Descoberta Revolucionária: Núcleo da Terra Pode Ter Até 45 Vezes Mais Hidrogênio do que os Oceanos
Um estudo recente publicado na revista Nature Communications revelou que o núcleo da Terra pode conter uma quantidade de hidrogênio equivalente a até 45 vezes a quantidade encontrada nos oceanos. Essa descoberta reforça a hipótese de que a água faz parte do planeta desde sua origem, há cerca de 4,5 bilhões de anos.
A pesquisa foi conduzida pela equipe de Dongyang Huang, professor assistente da Escola de Ciências da Terra e do Espaço da Universidade de Pequim, na China. Segundo Huang, a presença maciça de hidrogênio no núcleo indica que o elemento foi incorporado durante a formação do planeta, e não trazido posteriormente por impactos de cometas e outros corpos gelados.
Métodos de Pesquisa
Para estimar a quantidade de hidrogênio no núcleo, os pesquisadores utilizaram uma técnica chamada tomografia por sonda atômica, capaz de mapear em três dimensões a composição de todos os elementos de uma amostra. Eles simularam as condições do período de formação do núcleo terrestre, colocando pequenas amostras de ferro metálico em uma célula de bigorna de diamante e elevando a temperatura e a pressão a níveis compatíveis com o interior profundo do planeta.
Os resultados revelaram que hidrogênio, oxigênio e silício se dissolvem simultaneamente na estrutura cristalina do ferro sob condições extremas, alterando-a de maneiras antes não plenamente compreendidas. A partir dessas proporções, os cientistas estimaram que o hidrogênio representa entre 0,07% e 0,36% da massa do núcleo terrestre.
Implicações do Achado
Se cometas tivessem fornecido a maior parte do hidrogênio após a consolidação do núcleo, o elemento estaria concentrado principalmente nas camadas mais superficiais do planeta. No entanto, o fato de o núcleo ser possivelmente o maior reservatório de hidrogênio da Terra aponta que o elemento foi incorporado antes de sua completa diferenciação interna.
De acordo com Huang, o processo de cristalização do núcleo teria promovido convecção em seu interior, fornecendo a força motriz para um geodínamo primitivo, responsável pela geração do campo magnético terrestre. Esse campo é considerado essencial para tornar o planeta habitável, pois protege a atmosfera e a superfície da radiação solar e cósmica.

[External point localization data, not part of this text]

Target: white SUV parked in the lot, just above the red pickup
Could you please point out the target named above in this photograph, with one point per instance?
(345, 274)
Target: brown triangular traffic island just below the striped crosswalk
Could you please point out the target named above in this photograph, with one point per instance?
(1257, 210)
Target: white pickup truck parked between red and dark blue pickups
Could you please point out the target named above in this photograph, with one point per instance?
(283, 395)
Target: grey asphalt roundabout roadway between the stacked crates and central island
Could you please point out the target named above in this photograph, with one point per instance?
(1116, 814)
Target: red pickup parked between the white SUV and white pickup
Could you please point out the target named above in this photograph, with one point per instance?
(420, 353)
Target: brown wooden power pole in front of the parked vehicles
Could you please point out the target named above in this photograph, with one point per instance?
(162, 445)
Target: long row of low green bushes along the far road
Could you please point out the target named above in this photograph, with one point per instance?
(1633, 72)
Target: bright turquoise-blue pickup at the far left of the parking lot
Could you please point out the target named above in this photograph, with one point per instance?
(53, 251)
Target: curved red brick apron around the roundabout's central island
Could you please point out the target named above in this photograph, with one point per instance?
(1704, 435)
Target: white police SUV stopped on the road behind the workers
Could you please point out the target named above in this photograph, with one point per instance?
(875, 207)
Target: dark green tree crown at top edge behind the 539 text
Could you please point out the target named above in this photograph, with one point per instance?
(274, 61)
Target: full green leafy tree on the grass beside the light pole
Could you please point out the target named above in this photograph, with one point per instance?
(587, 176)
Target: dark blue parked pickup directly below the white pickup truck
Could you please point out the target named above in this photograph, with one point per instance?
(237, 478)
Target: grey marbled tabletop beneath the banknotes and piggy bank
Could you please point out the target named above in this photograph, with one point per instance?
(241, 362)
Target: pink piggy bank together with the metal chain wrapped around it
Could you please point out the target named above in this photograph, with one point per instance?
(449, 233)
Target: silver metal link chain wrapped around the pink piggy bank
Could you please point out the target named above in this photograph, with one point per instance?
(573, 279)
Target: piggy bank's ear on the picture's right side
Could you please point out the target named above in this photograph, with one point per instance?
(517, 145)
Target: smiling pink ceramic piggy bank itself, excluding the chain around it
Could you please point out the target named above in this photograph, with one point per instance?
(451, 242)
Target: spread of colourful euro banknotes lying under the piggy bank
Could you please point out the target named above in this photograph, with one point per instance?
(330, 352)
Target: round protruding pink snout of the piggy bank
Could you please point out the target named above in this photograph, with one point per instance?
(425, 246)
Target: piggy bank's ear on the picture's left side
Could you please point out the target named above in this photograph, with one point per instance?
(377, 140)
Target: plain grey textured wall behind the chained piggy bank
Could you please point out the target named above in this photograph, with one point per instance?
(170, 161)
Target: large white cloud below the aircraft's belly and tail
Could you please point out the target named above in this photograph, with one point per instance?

Algumas das principais conclusões do estudo incluem:
- O núcleo da Terra pode conter até 45 vezes mais hidrogênio do que os oceanos.
- O hidrogênio foi incorporado durante a formação do planeta, e não trazido posteriormente por impactos de cometas e outros corpos gelados.
- O processo de cristalização do núcleo promoveu convecção em seu interior, fornecendo a força motriz para um geodínamo primitivo.